Six Sigma actually has several different facets to its meaning. First, if we look simply at the term Six Sigma, sigma represents standard deviation, which a universally accepted metric that allows us to calculate how much variability there is within a process. We then can use this information to determine if that process is able to stay within the established quality limits that have been set by our customer. Organizations use Six Sigma as a way to then measure the quality and performance of their processes. The sigma scale measures defects per million opportunities, or DPMO, and Six Sigma equates to 3.4 defects per million opportunities. Which is an extremely high level of quality.
In addition to being a metric, Six Sigma is also a five phase continuous improvement methodology. The methodology follows the Define, Measure, Analyze, Improve and Control or it's called by its acronym the DMAIC methodology. This methodology focuses on identifying improvement opportunities, analyzing current processes. And then finding different improvement solutions, implementing them, and then maintaining control of those improvements.
Finally, Six Sigma is also an organizational system that's used at a strategic level. Six Sigma is more than a set of metric based problem solving and process improvement methodologies. It's a continuous business improvement process that focuses on four key areas. Those are, understanding customer driven improvements, analyzing those current processes and services, aligning those processes to achieve those customers' requirements. And then finally, ensuring stability and sustainability of quality in the processes.

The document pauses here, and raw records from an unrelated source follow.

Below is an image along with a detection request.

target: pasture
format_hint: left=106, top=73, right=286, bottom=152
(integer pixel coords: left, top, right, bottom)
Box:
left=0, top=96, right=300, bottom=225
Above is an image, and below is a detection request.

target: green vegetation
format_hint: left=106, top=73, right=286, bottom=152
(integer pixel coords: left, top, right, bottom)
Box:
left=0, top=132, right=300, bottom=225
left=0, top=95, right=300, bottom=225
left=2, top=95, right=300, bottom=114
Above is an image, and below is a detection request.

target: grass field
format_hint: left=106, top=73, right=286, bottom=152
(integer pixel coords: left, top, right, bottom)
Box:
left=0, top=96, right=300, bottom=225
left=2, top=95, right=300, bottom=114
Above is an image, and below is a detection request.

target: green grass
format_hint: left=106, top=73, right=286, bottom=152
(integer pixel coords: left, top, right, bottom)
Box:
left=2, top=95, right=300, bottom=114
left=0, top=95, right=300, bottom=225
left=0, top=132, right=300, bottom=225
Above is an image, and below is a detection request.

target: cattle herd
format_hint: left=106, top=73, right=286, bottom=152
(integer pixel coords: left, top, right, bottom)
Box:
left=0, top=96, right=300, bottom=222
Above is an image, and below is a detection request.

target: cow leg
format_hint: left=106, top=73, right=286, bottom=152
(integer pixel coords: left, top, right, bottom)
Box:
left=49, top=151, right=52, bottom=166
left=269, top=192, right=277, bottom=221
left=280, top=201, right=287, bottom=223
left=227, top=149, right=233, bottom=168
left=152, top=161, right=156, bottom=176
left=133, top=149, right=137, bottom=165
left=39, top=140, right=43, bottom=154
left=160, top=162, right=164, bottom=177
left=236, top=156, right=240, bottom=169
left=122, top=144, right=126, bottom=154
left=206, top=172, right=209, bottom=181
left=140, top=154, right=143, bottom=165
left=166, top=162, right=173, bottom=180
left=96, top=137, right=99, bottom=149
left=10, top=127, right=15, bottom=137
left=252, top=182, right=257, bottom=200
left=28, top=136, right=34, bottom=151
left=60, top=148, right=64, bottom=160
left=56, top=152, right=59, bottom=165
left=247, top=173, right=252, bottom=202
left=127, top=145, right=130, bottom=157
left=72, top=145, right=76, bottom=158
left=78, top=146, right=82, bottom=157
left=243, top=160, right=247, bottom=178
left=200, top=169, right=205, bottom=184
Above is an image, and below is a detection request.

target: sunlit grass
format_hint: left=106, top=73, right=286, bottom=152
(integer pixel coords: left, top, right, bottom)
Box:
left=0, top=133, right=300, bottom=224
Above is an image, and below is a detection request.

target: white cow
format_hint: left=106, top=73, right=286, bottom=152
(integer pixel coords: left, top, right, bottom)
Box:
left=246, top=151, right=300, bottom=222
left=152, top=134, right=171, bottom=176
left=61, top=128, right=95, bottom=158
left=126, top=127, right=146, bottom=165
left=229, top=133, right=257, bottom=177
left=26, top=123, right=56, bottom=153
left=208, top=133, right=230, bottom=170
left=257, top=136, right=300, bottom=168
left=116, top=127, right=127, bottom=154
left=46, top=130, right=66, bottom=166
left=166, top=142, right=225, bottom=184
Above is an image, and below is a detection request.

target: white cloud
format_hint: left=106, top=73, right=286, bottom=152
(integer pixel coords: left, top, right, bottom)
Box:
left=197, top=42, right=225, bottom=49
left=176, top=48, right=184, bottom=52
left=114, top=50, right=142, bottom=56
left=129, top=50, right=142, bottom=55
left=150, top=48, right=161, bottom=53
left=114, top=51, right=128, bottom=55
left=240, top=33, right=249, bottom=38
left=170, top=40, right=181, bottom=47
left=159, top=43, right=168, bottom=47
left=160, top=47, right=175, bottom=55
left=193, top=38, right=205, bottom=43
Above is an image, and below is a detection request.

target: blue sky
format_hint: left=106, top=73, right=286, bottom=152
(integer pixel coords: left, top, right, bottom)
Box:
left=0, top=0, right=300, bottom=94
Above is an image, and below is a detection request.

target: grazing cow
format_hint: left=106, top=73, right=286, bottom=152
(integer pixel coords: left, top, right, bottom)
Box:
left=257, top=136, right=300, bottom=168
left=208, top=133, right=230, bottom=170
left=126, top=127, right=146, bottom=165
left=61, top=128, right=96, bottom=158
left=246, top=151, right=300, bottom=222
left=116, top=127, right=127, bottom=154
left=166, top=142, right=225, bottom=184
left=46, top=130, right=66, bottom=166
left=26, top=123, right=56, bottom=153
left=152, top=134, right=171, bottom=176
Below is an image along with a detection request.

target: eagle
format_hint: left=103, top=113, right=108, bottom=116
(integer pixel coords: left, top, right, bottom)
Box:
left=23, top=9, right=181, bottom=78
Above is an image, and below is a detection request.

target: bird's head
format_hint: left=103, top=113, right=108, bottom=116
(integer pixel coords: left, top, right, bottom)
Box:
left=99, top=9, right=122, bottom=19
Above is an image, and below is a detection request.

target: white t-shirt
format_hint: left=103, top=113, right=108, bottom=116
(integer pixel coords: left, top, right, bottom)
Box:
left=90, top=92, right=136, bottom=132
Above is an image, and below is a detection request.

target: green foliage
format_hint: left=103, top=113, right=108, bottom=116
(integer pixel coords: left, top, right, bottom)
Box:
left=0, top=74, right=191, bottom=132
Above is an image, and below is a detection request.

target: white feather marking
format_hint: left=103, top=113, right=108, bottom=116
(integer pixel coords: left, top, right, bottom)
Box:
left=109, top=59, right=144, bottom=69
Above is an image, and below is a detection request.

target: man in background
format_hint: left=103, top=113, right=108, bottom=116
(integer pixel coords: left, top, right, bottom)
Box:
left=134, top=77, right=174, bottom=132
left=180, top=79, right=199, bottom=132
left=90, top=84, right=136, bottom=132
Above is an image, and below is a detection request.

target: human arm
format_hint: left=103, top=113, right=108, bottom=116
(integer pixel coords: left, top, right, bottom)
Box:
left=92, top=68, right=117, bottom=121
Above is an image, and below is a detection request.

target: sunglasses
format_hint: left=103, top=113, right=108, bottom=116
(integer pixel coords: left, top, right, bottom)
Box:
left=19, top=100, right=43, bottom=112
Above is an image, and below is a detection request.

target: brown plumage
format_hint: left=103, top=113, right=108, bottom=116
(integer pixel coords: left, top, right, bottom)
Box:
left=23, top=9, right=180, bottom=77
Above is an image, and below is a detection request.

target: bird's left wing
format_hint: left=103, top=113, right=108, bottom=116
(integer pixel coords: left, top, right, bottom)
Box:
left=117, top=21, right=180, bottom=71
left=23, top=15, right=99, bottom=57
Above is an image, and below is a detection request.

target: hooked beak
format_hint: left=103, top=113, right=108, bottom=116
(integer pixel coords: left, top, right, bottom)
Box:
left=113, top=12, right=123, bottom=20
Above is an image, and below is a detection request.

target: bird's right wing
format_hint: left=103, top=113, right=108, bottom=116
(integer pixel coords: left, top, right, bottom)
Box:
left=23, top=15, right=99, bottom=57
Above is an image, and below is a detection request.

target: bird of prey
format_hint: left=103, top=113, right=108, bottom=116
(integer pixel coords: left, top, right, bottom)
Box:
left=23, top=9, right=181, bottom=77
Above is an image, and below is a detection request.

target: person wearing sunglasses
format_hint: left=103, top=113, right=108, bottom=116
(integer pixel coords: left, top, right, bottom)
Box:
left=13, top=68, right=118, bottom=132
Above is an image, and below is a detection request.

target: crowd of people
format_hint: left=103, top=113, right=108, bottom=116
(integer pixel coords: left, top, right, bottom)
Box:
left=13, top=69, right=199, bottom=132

Six Sigma initiatives start with an organization deciding that they will need to change and improve. At this point, small improvement projects whether it's opportunities for improvement are identified and launched. These small initial projects are typically three to six months in duration. And they're often headed by a black belt. Although sometimes, Six Sigma green belts might need to implement smaller improvement projects. These projects go through the DMAIC stages, and their focus is on reducing cycle time, errors, cost, or improving a process in other ways.